Microsolvation of 2-azetidinone: a model for the peptide group–water interactions

Abstract

2-Azetidinone–water clusters can be considered as appropriate models for investigating the interaction of the peptide functional group with water. The rotational spectra of 2-azetidinone–(H₂O)_n (n = 1, 2) complexes have been studied in the 6–18 GHz frequency range using a molecular beam Fourier transform microwave spectrometer.
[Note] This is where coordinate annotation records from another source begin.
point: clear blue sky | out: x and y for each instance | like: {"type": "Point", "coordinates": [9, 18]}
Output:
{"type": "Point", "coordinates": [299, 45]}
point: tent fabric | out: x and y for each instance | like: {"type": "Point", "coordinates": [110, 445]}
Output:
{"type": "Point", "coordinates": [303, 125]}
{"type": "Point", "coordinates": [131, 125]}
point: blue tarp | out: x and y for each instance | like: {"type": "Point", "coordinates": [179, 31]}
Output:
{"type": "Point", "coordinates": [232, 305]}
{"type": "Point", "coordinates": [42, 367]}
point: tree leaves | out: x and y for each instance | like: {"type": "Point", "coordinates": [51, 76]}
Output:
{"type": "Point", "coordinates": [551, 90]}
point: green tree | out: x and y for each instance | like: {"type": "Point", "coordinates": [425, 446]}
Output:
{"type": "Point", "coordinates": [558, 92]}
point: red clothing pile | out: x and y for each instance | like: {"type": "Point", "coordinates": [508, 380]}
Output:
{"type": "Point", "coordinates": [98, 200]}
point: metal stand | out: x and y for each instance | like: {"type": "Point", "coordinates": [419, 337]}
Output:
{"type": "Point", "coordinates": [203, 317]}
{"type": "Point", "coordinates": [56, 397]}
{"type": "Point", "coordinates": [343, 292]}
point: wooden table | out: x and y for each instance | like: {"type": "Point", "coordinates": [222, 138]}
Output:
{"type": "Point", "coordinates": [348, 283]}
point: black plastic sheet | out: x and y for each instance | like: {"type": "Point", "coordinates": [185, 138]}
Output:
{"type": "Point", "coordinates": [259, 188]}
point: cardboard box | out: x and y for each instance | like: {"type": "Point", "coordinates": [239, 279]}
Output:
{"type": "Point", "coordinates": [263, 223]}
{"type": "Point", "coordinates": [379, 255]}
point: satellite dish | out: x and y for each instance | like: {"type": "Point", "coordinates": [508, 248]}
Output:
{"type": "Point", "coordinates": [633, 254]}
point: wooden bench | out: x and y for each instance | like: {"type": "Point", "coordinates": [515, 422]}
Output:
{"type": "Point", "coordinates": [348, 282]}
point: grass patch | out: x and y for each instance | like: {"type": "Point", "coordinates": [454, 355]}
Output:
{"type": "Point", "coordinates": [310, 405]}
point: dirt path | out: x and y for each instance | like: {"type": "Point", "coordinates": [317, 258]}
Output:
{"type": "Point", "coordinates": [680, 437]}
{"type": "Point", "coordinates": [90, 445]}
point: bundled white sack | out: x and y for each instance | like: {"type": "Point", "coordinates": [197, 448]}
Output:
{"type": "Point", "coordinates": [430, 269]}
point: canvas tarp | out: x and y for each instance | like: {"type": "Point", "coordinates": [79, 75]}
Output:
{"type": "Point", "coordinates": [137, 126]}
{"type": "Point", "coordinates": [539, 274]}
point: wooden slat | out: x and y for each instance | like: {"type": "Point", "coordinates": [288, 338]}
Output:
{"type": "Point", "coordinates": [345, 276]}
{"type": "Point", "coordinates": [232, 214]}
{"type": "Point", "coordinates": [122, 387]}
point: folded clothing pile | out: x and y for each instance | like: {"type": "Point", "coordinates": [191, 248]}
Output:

Two different isomers have been observed for the 1 : 1 adduct. The most stable (1 : 1a) is stabilized by two hydrogen bonds O–H⋯OC and N–H⋯O with water closing a ring with the peptide group. For the other conformer (1 : 1b), water is placed on the other side of the carbonyl group stabilized by O–H⋯OC and C–H⋯O hydrogen bonds. In 2-azetidinone–(H₂O)₂ the water molecules close a ring with the peptide group forming three different hydrogen bonds: O–H⋯OC, O–H⋯O and N–H⋯O. The spectra of the parent and several isotopologues of each cluster have been investigated in order to determine their structures. The hydrogen bond geometries show that the dominant interaction is the O–H⋯OC hydrogen bond, in good agreement with the observed preference of water to interact with this group in proteins. A comparison between the geometries of the different observed adducts shows clearly how cooperative hydrogen bonding plays an important role in the stabilization of these complexes. No detectable structural changes have been observed for 2-azetidinone upon hydration with one water molecule.